しかし、陛下は自分の客人を傷つけられ、しかも安全だと思っていた城で事件を起こした奴等を許すはずがない。
陛下は徐に立ち上がりワーズの近くに歩いていく。顔には笑顔を貼り付けて。
陛下の笑顔を見てワーズも笑顔になる。
それも陛下の言葉を聞くまでは…

「ワーズ殿の言い分はわかった。皆!聞くが良い!今回の事件の一件でワーズ家取り潰し、及び爵位剥奪とする。この国は奴隷制度が無い。しかし、反省していない奴を死刑にするのも生ぬるいと考えている。よってワーズ及び、カタリーヌは平民に落とす。ケイトは薬を作った本人であるが、脅されていた為、城で身柄を預かる事にする。又、薬の知識がある為、城で研究員の一員になって貰う。以上。」

陛下のお言葉にワーズとカタリーヌは青ざめていた。嫌、白くなっていた。
オルトは陛下に質問をした。

「陛下、一つ質問良いですか?」

「なんだ?」

「はい、首謀者をただ平民に落とすのは刑が軽い様に思うのですが…」

陛下はオルトの質問に待ってましたと言わんばかりに笑顔を見せ説明した。

「あぁ、平民は平民でも只の平民では無い。まず、ワーズにはある手術を受けて貰う。手術とは男性にとって1番大事な物を麻酔無しで切除する。切除した後、国の外れにある村で一生生活して貰う。
気絶する程の痛みが伴うらしいがまぁまぁ。」
笑顔で話した陛下に皆が固まった。
主に男性があそこを抑えて固まっていた。
その様子を気にしない様にしていた。

「次にカタリーヌ嬢にはまず、魔術で作られた腕輪をして貰う。一生外せない腕輪を。その腕輪には3つの術を施す。
1つ目は姿を変える術だ。これはこの国で1番醜い姿になる術だ。自分を美しいと思っている彼女には死にたくなる様な容姿に変わる。その姿では誰も近づかない様な容姿だ。
2つ目は勝手に死ねない術だ。容姿が変わる事によって美しいと思っていた自分が醜くなったら死にたくなる筈だからな。だから自分では死ねない様にした。他の者が殺そうとしても死なない物だ。
3つ目は悪さが出来ない術だ。カタリーヌ嬢にはこの城の侍女になって貰う。
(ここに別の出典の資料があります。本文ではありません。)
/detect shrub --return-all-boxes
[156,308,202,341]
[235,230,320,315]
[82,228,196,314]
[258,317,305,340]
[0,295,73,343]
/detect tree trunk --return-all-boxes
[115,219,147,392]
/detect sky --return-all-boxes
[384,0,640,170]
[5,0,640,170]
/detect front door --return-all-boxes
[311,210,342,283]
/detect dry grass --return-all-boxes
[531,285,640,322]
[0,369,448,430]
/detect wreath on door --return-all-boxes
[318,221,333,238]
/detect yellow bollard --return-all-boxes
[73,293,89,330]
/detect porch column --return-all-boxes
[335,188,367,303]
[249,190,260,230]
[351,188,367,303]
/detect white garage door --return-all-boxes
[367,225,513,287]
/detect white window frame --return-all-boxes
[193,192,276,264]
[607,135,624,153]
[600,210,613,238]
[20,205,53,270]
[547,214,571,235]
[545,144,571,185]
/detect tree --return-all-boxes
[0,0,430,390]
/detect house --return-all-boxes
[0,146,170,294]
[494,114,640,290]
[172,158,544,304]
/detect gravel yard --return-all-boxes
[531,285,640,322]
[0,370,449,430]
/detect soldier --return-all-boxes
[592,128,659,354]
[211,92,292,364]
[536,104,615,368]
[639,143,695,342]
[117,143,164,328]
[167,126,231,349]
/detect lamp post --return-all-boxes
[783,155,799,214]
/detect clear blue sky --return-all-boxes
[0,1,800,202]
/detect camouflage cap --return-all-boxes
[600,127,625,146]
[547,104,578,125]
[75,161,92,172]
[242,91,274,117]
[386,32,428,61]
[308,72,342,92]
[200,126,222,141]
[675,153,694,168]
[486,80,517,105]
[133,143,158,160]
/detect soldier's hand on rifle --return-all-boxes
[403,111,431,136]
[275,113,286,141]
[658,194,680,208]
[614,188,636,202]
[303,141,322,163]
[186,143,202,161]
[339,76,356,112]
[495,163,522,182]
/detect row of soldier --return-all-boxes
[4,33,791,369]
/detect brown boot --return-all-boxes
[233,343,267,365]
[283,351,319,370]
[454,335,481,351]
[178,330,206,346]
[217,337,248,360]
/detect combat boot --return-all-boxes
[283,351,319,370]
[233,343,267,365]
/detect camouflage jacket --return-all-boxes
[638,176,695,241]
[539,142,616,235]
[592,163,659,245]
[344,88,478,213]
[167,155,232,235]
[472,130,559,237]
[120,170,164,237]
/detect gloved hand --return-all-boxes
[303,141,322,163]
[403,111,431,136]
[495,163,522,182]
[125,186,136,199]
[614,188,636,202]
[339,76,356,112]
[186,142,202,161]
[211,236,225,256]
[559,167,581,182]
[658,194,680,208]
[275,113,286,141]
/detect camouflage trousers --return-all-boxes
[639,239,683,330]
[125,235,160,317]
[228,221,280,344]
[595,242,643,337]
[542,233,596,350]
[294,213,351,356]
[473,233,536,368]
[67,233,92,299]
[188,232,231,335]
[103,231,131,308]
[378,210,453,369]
」

そこまで言って周りがザワザワし出した。
それもそうだ。
事件を起こした張本人を城で雇うなんて今まで聞いたことが無い。
しかし、皆が考えていた不安は直ぐに吹き飛んだ。

「安心しろ。3つ目の術には悪さをしようとすると身体中に電流が流れる様な仕組みにしてある。もし、誰かを殺そうとすれば身体中に電流が流れ、動けなくなる。
食べ物に毒を仕込ませたら紫の煙が出る仕組みにしてあるから安心だ。
何故私が侍女にしようとしたのか、それは…
自分の好きな人に醜い姿を毎日見せる事になる。
更に、好きな人に婚約者が出来、側で幸せそうなのを嫌でも見る。
そうなったらどうなる?
死にたくなるよな、でも、死ねない。
そしてどんどん心を病んで…と、いう事だ。
どうだ?これ程までに無い刑だろ?」

陛下は最高の笑顔を皆に見せた。
その笑顔を見た皆は絶対に怒らせない様にと心の中で誓った。